Sem os EUA, a economia mais rica do planeta, qualquer compromisso financeiro internacional seria inviável, especialmente para a agenda climática. A União Europeia tentou assumir o protagonismo nessa questão, reforçando os desembolsos financeiros junto ao Fundo Climático Verde (GCF, sigla em inglês), estabelecido pela Convenção das Nações Unidas sobre Mudança do Clima (UNFCCC) para receber e administrar os recursos prometidos em Copenhague. Nos últimos anos, o bloco europeu destinou cerca de US$ 20 bilhões anuais, consolidando-se como o principal doador do GCF.

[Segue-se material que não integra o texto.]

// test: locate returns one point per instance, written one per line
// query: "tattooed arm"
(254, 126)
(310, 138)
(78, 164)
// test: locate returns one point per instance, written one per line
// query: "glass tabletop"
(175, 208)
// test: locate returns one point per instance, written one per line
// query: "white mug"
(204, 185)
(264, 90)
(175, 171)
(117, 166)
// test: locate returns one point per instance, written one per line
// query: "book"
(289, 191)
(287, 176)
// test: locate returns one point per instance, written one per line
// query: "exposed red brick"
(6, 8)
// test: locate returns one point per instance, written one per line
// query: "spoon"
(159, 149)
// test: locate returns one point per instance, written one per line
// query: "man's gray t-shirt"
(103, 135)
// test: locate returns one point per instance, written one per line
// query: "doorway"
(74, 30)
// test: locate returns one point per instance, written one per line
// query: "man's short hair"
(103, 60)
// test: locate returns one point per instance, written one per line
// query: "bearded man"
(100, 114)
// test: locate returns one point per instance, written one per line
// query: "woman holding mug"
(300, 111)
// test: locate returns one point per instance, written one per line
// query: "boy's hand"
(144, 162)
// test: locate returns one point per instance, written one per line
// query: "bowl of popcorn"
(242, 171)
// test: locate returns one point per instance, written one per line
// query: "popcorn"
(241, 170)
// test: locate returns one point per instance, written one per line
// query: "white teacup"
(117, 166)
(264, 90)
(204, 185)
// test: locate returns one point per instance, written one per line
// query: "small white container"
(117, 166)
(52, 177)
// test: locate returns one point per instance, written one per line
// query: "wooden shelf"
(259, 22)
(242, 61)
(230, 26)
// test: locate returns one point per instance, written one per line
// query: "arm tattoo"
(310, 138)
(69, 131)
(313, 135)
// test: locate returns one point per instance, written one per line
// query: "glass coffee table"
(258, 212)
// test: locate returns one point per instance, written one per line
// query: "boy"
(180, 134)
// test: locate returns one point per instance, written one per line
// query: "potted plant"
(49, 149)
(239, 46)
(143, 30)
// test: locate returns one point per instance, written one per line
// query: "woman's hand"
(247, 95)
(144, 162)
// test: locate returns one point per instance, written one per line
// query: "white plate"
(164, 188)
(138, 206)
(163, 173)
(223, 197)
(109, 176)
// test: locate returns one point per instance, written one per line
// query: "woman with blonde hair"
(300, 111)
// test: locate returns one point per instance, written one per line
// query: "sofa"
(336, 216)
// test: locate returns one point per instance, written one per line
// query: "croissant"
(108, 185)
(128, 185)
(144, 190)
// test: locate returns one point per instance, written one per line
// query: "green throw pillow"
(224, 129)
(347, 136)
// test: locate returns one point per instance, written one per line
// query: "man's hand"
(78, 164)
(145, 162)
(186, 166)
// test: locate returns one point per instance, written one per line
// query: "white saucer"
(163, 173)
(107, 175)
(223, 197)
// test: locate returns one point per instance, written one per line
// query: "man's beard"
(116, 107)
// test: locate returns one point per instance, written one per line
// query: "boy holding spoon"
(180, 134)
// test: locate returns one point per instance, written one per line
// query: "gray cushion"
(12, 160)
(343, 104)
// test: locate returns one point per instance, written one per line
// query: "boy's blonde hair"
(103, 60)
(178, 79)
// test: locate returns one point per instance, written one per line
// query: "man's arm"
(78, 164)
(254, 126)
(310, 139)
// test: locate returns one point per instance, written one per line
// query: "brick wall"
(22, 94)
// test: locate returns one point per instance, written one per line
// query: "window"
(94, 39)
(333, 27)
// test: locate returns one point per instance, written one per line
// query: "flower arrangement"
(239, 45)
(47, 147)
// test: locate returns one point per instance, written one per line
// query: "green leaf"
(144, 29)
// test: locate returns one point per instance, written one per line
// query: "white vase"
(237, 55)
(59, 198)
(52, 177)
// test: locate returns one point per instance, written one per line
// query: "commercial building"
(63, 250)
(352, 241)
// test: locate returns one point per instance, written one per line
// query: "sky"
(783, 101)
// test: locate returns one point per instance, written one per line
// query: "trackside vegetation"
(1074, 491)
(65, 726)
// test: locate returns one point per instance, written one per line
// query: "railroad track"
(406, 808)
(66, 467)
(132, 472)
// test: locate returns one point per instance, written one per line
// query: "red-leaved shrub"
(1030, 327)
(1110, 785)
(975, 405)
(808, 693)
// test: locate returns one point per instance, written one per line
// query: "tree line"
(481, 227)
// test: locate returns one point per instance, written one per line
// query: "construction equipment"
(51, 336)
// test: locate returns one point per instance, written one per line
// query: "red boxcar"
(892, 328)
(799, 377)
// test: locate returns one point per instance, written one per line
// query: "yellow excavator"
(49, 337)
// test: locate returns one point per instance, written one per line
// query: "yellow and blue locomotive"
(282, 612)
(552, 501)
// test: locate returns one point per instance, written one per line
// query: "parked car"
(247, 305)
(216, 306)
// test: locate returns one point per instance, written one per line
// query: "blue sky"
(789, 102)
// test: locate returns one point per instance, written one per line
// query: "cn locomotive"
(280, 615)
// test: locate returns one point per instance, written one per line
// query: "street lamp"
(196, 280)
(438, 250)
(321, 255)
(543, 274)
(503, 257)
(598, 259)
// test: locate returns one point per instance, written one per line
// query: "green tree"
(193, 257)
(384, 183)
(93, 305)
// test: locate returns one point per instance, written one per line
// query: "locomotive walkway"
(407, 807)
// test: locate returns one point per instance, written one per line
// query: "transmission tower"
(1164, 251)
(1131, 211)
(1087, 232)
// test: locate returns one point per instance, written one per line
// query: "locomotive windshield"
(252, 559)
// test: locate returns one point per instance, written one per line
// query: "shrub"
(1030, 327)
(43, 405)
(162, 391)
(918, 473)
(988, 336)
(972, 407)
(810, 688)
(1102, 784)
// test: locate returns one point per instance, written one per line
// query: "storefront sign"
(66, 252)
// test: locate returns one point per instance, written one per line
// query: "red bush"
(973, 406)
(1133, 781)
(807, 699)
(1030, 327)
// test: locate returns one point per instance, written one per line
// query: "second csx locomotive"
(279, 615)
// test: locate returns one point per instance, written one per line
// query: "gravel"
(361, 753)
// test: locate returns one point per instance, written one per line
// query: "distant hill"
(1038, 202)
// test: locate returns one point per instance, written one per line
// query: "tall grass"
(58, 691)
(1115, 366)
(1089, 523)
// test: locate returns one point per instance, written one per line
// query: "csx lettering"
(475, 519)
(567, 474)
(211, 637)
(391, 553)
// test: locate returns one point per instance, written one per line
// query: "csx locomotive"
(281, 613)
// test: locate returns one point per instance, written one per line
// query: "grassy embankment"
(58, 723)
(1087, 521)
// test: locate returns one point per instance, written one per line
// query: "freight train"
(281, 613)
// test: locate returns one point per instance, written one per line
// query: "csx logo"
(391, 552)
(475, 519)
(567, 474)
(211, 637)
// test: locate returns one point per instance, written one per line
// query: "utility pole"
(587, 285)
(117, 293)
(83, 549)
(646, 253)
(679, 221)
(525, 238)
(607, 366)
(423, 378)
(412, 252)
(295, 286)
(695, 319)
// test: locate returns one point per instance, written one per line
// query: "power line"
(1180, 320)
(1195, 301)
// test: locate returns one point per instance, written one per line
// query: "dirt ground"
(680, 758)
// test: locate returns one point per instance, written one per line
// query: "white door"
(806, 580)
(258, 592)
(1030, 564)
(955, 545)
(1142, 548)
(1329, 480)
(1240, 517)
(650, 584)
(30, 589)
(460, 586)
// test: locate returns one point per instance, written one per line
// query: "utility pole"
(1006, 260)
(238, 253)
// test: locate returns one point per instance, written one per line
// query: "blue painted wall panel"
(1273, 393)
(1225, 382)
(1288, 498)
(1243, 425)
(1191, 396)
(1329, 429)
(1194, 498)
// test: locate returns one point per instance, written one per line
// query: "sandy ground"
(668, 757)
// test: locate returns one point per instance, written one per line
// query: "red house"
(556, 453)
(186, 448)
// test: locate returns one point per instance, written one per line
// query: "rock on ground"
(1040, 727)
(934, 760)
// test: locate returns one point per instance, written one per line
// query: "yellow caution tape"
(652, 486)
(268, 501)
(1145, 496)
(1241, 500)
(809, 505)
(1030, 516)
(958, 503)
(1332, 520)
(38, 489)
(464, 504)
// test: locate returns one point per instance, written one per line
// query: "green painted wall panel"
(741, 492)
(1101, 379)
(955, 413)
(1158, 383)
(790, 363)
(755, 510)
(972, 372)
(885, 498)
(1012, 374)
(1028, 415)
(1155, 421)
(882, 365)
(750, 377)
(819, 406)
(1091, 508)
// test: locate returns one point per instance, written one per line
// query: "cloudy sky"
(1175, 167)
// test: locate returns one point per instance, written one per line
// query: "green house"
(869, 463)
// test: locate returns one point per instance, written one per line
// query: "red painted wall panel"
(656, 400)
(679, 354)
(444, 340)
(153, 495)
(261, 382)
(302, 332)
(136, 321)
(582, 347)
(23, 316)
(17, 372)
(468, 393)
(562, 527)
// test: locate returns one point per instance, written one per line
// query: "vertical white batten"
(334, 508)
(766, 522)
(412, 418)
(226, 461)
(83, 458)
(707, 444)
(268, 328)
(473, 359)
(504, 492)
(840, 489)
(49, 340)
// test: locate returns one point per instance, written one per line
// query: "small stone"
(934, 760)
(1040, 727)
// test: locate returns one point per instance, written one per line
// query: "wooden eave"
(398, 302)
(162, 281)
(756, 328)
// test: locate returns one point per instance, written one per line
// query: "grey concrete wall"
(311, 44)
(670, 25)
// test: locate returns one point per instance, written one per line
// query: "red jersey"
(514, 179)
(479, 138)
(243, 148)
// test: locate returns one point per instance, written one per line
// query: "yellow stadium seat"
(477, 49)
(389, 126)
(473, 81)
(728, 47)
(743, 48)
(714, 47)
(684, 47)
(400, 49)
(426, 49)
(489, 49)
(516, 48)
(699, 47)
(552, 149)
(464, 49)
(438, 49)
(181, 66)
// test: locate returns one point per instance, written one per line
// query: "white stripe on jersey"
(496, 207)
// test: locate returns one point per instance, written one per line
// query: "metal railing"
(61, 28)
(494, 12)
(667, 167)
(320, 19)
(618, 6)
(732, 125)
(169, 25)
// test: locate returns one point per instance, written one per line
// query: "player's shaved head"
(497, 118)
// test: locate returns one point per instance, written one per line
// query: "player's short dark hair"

Ao mesmo tempo, os EUA de Trump limitaram-se a cumprir compromissos pregressos de financiamento que somaram pouco mais de US$ 2,5 bilhões. Para se ter ideia, a estimativa em 2009 era de que os americanos assumissem cerca de 40% do bolo do financiamento climático anual a partir de 2020 – ou seja, ao menos US$ 40 bilhões, somando recursos públicos e privados.
O humor mudou um pouco em 2020. Mesmo com a pandemia, a grande novidade foi o retorno dos Estados Unidos à arena multilateral para o clima, com a vitória de Joe Biden. Diferentemente de Trump, Biden colocou a questão climática no centro de sua plataforma eleitoral e dos esforços de recuperação econômica pós-pandemia no país. Além de retornar ao Acordo de Paris, o novo governo dos EUA prometeu recuperar o tempo perdido com novos compromissos financeiros para ação climática nos países pobres.
Em abril, durante a Cúpula sobre o Clima realizada pela Casa Branca com líderes internacionais, Biden prometeu dobrar o volume de financiamento climático americano para US$ 5,7 bilhões até 2024. O dinheiro adicional é obviamente bem-vindo, mas a bagatela não esconde a realidade: os EUA seguirão muito distantes daquilo que deveria ser sua parcela justa de responsabilidade nessa questão.
Essa realidade ficou ainda mais evidente nas últimas semanas, com o fracasso do G-7 e do G-20 em chegar a um acordo em torno de novos compromissos financeiros para a ação climática nos países em desenvolvimento. Havia uma grande expectativa de que esses “clubes”, tendo em vista a COP 26 em novembro, apresentassem ao menos alguma sinalização de dinheiro novo para as nações mais pobres tirarem do papel seus planos climáticos nacionais submetidos no âmbito do Acordo de Paris. No entanto, a decepção foi gritante.
Em xeque, o espírito do Acordo de Paris
Negociadores de países como Índia, Bangladesh e pequenas nações insulares do Pacífico não esconderam a irritação com a falta de novos compromissos financeiros por parte dos governos mais ricos. Ambientalistas também criticaram esse ponto, ressaltando o óbvio: sem recursos, a ação climática nos países pobres ficará inviabilizada, o que coloca em xeque o espírito do Acordo de Paris – por meio do qual todas as nações, ricas ou pobres, comprometeram-se a agir contra a mudança do clima.
“A confiança [entre os países] está em jogo”, observou a negociadora Diann Black-Layne, de Antígua e Barbuda, ao Climate Home pouco após a cúpula do G-7, em junho passado. “O Acordo de Paris foi construído com base na confiança, e pode desmoronar se ela for quebrada”. Sem um compromisso renovado e ampliado para facilitar a ação climática no mundo em desenvolvimento, “só vai ficar mais difícil daqui em diante conseguir o tipo de consenso político necessário” para agir contra a crise climática em nível global.